At NRO's Bench Memo, Ed Whelan:  In Defense of a Presumption of Constitutionality (pointing to his essay in the The Harvard Journal of Law & Public Policy titled The Presumption of Constitutionality).  I noted the publication of this issue of the HJLPP here, but this essay is worth its own post.  Here is the introduction:

A Justice may deem a statute to be unconstitutional only when, after careful analysis, the Justice determines that the statute clearly conflicts with the Constitution. A Justice may not deem a statute to be unconstitutional if the relevant constitutional provision, at the end of the analysis, has two or more plausible meanings and the statute is consistent with one of those plausible meanings. It’s not enough, in other words, that the statute is inconsistent with what the Justice regards as the best reading of the constitutional provision. If there remains a plausible alternative reading that can be reconciled with the statute, the Justice must apply the statute.

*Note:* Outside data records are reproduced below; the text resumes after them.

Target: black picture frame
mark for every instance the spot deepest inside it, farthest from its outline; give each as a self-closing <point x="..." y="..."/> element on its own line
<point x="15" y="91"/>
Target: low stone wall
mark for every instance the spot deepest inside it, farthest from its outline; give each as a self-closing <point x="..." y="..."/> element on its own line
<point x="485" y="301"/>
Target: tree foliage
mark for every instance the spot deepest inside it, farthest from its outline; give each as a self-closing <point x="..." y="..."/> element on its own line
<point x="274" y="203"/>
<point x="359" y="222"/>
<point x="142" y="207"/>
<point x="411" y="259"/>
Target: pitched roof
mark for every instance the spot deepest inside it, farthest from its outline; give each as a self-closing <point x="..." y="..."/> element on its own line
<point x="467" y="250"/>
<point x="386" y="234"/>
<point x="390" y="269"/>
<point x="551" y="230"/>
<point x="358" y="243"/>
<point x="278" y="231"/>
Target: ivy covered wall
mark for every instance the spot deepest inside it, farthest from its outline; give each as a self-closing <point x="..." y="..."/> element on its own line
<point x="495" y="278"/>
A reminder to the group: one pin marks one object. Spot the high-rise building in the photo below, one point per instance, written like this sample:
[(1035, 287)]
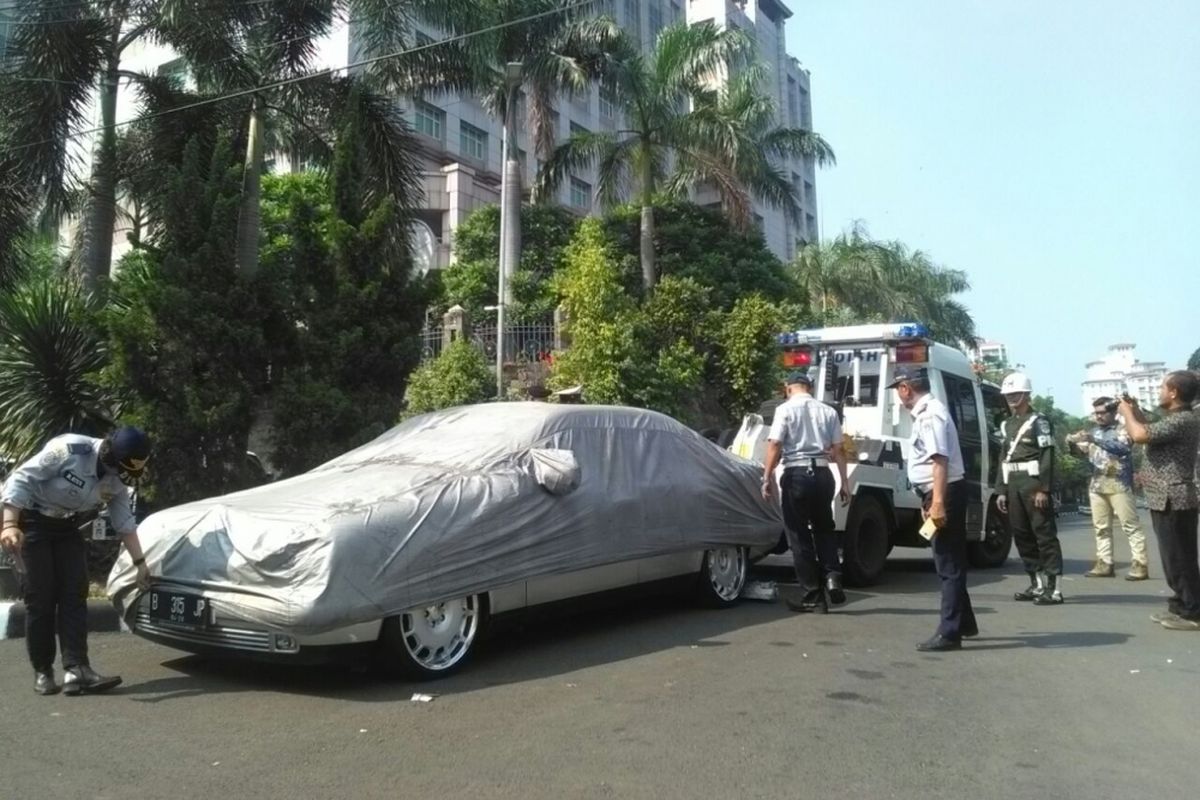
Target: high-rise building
[(1120, 372), (461, 140), (994, 354)]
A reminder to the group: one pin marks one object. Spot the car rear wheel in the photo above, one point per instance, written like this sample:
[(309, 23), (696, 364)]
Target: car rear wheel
[(997, 541), (723, 575), (433, 641), (867, 541)]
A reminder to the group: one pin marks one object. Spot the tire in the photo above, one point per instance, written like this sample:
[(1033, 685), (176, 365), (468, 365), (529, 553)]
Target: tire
[(435, 641), (867, 542), (993, 551), (723, 576)]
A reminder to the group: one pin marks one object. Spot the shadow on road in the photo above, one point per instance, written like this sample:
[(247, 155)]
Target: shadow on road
[(1049, 639)]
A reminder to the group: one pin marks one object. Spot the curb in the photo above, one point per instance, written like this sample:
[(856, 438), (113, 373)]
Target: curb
[(102, 618)]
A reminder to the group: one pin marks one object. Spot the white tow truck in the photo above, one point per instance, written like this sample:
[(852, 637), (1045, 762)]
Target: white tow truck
[(853, 365)]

This concept might fairly be labeled a “presumption of constitutionality.” A statute, that is, is presumptively constitutional. That presumption may be rebutted, but only by showing that the statute clearly conflicts with the Constitution.

This principle has deep roots. Indeed, it inheres in the very foundation of what we call judicial review: the power or, perhaps better, the duty of federal courts to decline to apply statutes that violate the Constitution. In his justification of judicial review in Federalist 78, Alexander Hamilton explains that the Constitution is a “fundamental law” that, like any other law, judges must interpret in order to “ascertain its meaning.” In the event of what Hamilton calls an “irreconcilable variance” between the Constitution and an ordinary statute, judges need to apply the Constitution, the law of, as he puts it, “superior obligation and validity,” in preference to the statute. Chief Justice Marshall’s exposition of judicial review in Marbury v. Madison closely tracks Hamilton’s reasoning.

This is an important strand of originalism theory, associated with academic theorists such as John McGinnis and Richard Kay.  It's not the same thing as pure judicial restraint -- all of these authors would accept courts finding laws unconstitutional in a wide range of areas.  But it's a key counterpoint to the more fashionable "New Originalism," which posits that when originalism "runs out" -- that is, when originalism cannot provide a clear answer -- judges can supply outcomes through "construction."  The Whelan/McGinnis/Kay thesis, in contrast, I understand to say that when originalism runs out, so does a judge's authority to find a law unconstitutional.